Dan Kunle is a consultant in the energy and steel sectors, and one of the advisors to the Bureau of Public Enterprises from 2003 to 2007. He spoke to Patrick Ugeh on how the government can get the Ajaokuta Steel Company Limited, its sister outfit, Nigerian Iron Ore Mining Company, Itakpe, and the accompanying rail line to Warri working. Excerpts:

Can you give your assessment of the steel sector?
Today, with the benefit of hindsight, and comparatively, what the Ajaokuta Steel Company has is just 1.3 metric tonnes per annum of liquid steel capacity which, today in China, is not economical. The minimum capacity today in China is 3 million metric tonnes. So, I just laugh when we talk of the potential of this company. This project was good (when it was conceived) because no nation can survive without steel. If you don’t have steel production capacity, you can’t develop.

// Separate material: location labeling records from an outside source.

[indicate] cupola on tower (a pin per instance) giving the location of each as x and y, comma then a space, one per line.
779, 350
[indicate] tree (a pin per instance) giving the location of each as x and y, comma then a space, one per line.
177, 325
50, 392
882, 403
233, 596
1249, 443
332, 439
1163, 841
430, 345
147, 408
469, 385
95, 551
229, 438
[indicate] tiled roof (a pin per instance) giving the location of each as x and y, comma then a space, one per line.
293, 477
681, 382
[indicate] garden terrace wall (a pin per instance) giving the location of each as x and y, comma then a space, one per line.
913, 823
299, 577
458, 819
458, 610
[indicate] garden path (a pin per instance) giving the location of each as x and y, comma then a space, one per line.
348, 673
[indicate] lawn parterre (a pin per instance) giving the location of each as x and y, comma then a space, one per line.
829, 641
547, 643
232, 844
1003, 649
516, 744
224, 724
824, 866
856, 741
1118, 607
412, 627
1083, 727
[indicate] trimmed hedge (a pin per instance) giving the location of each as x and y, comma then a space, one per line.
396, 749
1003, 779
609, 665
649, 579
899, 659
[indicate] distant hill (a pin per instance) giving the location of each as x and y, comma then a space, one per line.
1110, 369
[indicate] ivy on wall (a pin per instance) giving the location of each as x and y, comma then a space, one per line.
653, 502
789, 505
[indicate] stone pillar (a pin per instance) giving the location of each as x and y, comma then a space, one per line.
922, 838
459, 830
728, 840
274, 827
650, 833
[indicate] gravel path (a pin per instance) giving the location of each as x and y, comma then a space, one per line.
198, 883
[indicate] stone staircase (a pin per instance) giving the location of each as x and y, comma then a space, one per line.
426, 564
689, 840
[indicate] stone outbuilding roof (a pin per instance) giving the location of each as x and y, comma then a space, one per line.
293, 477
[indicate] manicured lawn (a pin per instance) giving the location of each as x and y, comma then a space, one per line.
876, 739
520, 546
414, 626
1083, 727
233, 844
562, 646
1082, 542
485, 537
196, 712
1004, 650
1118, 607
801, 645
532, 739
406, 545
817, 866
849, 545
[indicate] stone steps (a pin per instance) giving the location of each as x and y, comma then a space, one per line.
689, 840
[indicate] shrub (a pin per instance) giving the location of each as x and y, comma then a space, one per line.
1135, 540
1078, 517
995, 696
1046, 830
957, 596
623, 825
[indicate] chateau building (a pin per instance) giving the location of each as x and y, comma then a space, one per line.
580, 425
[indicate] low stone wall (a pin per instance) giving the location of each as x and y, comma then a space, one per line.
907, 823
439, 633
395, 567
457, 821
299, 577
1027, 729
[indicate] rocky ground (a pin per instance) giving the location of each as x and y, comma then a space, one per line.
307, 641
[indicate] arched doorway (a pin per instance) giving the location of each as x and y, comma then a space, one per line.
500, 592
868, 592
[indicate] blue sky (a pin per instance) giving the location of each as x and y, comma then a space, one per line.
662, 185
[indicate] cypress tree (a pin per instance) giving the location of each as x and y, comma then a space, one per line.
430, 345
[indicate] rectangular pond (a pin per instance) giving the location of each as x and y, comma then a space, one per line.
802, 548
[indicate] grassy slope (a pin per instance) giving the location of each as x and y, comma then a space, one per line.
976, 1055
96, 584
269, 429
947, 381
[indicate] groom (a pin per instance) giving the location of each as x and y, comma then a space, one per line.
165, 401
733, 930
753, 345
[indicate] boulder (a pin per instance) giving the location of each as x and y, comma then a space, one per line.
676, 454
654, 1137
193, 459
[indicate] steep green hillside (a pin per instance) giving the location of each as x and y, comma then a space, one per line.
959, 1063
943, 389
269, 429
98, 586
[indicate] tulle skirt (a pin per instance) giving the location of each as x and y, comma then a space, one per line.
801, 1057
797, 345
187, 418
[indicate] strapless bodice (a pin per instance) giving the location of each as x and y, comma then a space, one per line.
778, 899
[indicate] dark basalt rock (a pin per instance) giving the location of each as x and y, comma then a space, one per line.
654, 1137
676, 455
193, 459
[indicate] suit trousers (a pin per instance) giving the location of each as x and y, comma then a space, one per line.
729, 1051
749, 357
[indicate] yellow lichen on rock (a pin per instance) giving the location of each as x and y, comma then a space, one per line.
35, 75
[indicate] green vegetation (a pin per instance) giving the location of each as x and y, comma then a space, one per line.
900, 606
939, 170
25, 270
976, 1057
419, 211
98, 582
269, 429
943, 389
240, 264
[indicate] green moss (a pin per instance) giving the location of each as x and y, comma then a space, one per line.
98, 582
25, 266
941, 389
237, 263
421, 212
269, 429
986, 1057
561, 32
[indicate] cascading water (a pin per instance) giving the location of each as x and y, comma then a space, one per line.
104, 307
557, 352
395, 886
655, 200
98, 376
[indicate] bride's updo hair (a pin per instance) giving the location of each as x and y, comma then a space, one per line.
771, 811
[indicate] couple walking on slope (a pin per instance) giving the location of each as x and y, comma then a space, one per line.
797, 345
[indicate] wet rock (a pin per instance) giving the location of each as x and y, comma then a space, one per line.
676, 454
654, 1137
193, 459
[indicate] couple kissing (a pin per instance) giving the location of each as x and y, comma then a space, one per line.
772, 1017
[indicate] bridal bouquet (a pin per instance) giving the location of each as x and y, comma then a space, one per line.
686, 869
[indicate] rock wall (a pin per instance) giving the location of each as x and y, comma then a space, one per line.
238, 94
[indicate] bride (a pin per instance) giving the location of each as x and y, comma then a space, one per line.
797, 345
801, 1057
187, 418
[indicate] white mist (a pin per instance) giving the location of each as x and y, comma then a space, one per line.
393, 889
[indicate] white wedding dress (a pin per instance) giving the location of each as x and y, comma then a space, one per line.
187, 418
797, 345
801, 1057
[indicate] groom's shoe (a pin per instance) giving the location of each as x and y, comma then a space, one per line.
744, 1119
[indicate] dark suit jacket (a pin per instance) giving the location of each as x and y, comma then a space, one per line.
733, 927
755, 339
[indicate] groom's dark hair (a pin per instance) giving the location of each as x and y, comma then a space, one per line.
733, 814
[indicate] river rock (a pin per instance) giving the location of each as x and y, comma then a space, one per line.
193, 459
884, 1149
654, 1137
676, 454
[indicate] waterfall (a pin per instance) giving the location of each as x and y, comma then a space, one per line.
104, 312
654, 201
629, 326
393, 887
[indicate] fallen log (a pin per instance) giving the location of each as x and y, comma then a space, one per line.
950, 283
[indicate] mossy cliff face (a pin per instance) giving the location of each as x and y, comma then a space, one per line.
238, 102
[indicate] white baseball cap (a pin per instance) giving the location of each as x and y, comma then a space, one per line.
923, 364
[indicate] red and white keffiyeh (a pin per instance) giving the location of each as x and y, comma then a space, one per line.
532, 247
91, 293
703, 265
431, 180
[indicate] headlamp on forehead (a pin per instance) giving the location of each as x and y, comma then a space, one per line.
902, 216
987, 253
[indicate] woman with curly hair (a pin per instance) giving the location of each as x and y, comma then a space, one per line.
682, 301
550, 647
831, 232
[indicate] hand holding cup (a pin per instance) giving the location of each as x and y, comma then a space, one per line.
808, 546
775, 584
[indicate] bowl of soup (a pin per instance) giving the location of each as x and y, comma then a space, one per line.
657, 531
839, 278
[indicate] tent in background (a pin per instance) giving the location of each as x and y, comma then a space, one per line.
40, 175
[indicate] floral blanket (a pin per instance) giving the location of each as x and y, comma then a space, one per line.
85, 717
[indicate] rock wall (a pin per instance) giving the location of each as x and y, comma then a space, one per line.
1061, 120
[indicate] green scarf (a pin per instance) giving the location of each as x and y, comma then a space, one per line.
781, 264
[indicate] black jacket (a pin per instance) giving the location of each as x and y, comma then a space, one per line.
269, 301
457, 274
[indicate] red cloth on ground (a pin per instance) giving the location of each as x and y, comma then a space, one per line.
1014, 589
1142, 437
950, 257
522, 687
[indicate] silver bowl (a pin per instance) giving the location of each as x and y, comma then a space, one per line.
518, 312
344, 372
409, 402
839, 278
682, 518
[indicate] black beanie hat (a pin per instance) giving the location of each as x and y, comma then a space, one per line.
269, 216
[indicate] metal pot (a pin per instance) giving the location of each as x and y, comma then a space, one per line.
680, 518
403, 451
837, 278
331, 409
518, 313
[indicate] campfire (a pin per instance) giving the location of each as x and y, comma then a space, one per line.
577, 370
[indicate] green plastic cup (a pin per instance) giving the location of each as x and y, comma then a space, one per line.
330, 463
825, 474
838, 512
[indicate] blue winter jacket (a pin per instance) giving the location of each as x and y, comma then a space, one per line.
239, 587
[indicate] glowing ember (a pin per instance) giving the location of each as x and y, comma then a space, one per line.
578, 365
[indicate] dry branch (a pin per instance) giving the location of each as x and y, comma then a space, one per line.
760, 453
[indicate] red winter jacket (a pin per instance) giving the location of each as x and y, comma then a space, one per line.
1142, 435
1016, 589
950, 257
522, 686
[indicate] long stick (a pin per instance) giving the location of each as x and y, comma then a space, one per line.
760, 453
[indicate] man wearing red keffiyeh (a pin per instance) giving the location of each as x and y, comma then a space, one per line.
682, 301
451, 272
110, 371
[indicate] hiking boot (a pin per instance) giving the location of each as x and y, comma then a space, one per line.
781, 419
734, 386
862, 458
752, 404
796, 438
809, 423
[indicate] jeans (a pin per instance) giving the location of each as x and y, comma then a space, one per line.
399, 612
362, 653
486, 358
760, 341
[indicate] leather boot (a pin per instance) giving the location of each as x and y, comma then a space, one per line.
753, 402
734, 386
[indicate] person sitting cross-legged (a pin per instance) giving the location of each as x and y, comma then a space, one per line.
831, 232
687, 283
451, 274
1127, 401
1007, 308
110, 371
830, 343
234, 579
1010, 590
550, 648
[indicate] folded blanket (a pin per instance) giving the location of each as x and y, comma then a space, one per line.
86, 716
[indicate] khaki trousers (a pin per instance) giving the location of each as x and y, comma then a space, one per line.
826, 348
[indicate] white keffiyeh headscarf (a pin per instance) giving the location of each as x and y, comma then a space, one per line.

Everything you see today in the construction industry is steel. In the oil and gas industry, this local content they are talking about, steel is the main issue. In ship building, the automobile industry, it is steel. That is why, when you check the history of the US, it is Bethlehem Steel that build America. Check Bethlehem Steel, how Bethlehem Steel built the US.
Recently, the Minister of Steel, Mohammed Sada, mentioned that a number of companies had shown interest in Delta Steel Company (DSC), Aladja, near Warri, and that most of them happen to be automobile companies, but you seem to have issues with that. What is it really?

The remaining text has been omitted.